Uh yes, the original poster of the question is aware of that:
> As far as I can recall, earlier this year it was just a normal URL-fragment-like string (starting with #), without the exclamation mark.
His question was not about the hash, but specifically about the shebang.
Although it's a technical requirement in the current implementation of #newtwitter for the back button & crawling to work, I think part of the attraction of twitter was having your own simple URL. Now http://twitter.com/ev becomes http://twitter.com/#!/ev, which I can imagine confusing non-technical users.
It still works, but now you have two URLs for one resource, and when you go to the original URL it redirects you to the #! path, which judging from my timeline, people notice.
Does anyone have suggestion on good practices to make an Ajax page crawler friendly?
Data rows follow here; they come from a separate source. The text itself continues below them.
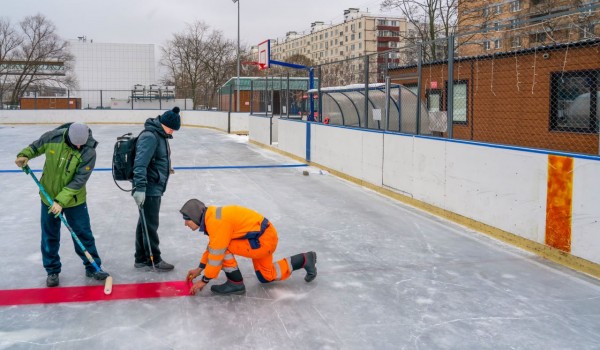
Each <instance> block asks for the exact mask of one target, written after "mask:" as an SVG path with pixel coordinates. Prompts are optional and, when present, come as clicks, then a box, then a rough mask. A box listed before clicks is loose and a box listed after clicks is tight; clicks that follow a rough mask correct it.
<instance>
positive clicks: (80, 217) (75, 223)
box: [41, 202, 102, 275]
mask: <svg viewBox="0 0 600 350" xmlns="http://www.w3.org/2000/svg"><path fill="white" fill-rule="evenodd" d="M48 209H49V207H48V206H47V205H46V204H44V202H42V215H41V225H42V245H41V246H42V261H43V263H44V268H45V269H46V272H47V273H48V274H49V275H50V274H54V273H60V268H61V266H62V265H61V263H60V256H59V255H58V249H59V248H60V226H61V220H60V218H58V217H54V214H52V213H48ZM63 215H64V217H65V218H66V219H67V222H68V223H69V226H71V229H73V232H75V234H76V235H77V238H79V240H80V241H81V243H82V244H83V246H84V247H85V249H86V250H87V251H88V252H89V253H90V255H91V256H92V258H94V260H95V261H96V264H98V266H100V265H101V264H102V262H101V260H100V256H98V251H97V250H96V242H95V240H94V235H93V234H92V229H91V226H90V216H89V214H88V211H87V204H86V203H83V204H80V205H78V206H76V207H72V208H64V209H63ZM73 245H74V246H75V252H76V253H77V255H79V257H80V258H81V260H83V265H84V266H85V269H86V270H87V271H90V272H96V269H95V268H94V266H93V265H92V264H91V263H90V262H89V261H88V259H87V258H86V257H85V255H84V254H83V251H82V250H81V248H80V247H79V245H78V244H77V242H75V239H73Z"/></svg>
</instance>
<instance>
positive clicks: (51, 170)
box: [15, 123, 109, 287]
mask: <svg viewBox="0 0 600 350" xmlns="http://www.w3.org/2000/svg"><path fill="white" fill-rule="evenodd" d="M97 145H98V142H97V141H96V140H94V138H93V137H92V131H91V130H90V129H89V128H88V126H87V125H85V124H80V123H69V124H64V125H61V126H59V127H58V128H56V129H54V130H51V131H48V132H46V133H44V134H43V135H42V136H41V137H40V138H39V139H38V140H36V141H34V142H33V143H32V144H31V145H29V146H28V147H26V148H24V149H23V150H22V151H21V152H19V154H17V159H16V160H15V163H16V164H17V166H18V167H20V168H22V167H24V166H25V165H27V162H28V161H29V159H32V158H35V157H38V156H41V155H42V154H44V155H45V156H46V161H45V162H44V170H43V176H42V178H41V181H40V182H41V183H42V185H43V186H44V188H45V189H46V192H48V194H49V195H50V197H51V198H54V202H53V203H48V201H47V200H46V198H45V197H44V195H43V194H41V193H40V197H41V198H42V214H41V226H42V244H41V248H42V261H43V264H44V268H45V269H46V272H47V273H48V277H47V278H46V285H47V286H48V287H56V286H58V283H59V281H58V274H59V273H60V271H61V266H62V265H61V263H60V256H59V255H58V249H59V247H60V226H61V221H60V218H58V214H60V213H61V212H62V213H63V214H64V216H65V218H66V219H67V221H68V222H69V225H70V226H71V228H72V229H73V232H75V234H76V235H77V237H78V238H79V240H80V241H81V243H82V244H83V246H84V247H85V248H86V249H87V251H88V252H89V253H90V255H91V256H92V257H93V258H94V260H95V261H96V264H97V265H98V266H101V260H100V256H99V255H98V251H97V250H96V243H95V240H94V235H93V234H92V230H91V226H90V216H89V214H88V210H87V204H86V190H85V184H86V182H87V180H88V179H89V178H90V175H91V174H92V170H93V169H94V165H95V164H96V146H97ZM73 244H74V246H75V252H76V253H77V255H79V257H80V258H81V260H83V265H84V266H85V271H86V272H85V275H86V276H87V277H92V278H94V279H97V280H104V279H106V278H107V277H108V276H109V274H108V273H106V272H104V271H102V270H100V271H96V270H95V268H94V267H93V265H92V264H91V263H90V262H89V261H88V260H87V258H86V257H85V255H84V254H83V251H82V250H81V248H80V247H79V245H77V244H76V242H73Z"/></svg>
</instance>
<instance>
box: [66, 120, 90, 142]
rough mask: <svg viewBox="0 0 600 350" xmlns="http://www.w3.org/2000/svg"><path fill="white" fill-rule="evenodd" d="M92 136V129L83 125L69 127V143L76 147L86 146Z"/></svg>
mask: <svg viewBox="0 0 600 350" xmlns="http://www.w3.org/2000/svg"><path fill="white" fill-rule="evenodd" d="M89 134H90V128H89V127H88V126H87V125H85V124H81V123H73V124H71V125H70V126H69V131H68V132H67V135H69V141H71V143H72V144H73V145H75V146H82V145H85V144H86V142H87V139H88V137H89Z"/></svg>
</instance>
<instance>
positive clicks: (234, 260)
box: [223, 224, 292, 283]
mask: <svg viewBox="0 0 600 350" xmlns="http://www.w3.org/2000/svg"><path fill="white" fill-rule="evenodd" d="M258 241H259V242H260V248H258V249H252V247H251V246H250V242H249V241H248V240H247V239H234V240H231V242H230V243H229V246H228V247H227V251H226V252H225V259H224V260H223V268H224V269H228V268H237V262H236V261H235V255H239V256H243V257H246V258H250V259H252V264H253V265H254V272H255V273H256V276H257V277H258V280H259V281H261V282H262V283H269V282H273V281H283V280H285V279H287V278H288V277H290V275H291V274H292V269H291V263H290V261H288V260H289V259H281V260H279V261H276V262H273V253H275V249H277V241H278V238H277V230H275V227H273V225H271V224H269V226H268V227H267V229H266V230H265V233H263V234H262V235H261V236H260V238H259V239H258ZM228 254H232V255H234V257H233V258H231V257H230V258H229V259H228Z"/></svg>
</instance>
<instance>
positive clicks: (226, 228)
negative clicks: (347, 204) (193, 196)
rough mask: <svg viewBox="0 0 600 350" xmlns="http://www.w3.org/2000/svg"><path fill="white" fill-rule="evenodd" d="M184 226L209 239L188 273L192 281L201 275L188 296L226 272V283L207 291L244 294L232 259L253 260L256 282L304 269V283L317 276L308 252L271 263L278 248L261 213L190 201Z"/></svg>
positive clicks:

Since the anchor url (#) are generated on the fly by Javascript, how does the crawler know what anchor urls to follow given the parent page?
Are invisible urls (for archor urls) still frown upon by Google?
Can you explain a bit more about your circumstances so that I can understand why you needed to interpret URLs and anchors on the server and the client?
The libraries I have used (jQTouch and Sammy) serve one single page and the client interprets the anchor. Thus, there is no need to implement URL routing on the server since you simply serve the application and let it route the URL.
When you change states on the client, instead of changing state and then changing the anchor, you change the anchor and that triggers an event which causes the client to interpret the URL and change its own state. Thus, there is only one piece of code, ever, that handles routing.
In my case I needed to be able to degrade gracefully when Javascript wasn't available, which meant I had to be able to do it server side as well. If you don't have to support that use case its definitely a lot easier.
p.s. If this happens to me, I expect I will extend my experimental Javascript view-controller framework so that it runs inside node.js. That way I could serve exactly the same content whether I was running in the browser or in node and I wouldn't need two sets of view logic.
Yes! I haven't gotten too excited about the whole "run the same code on the server and the client" aspect of Node (mind you I've been very excited about other aspects of it, its my new favorite framework/whatever-it-is), but this is one application where I really think that could be beneficial.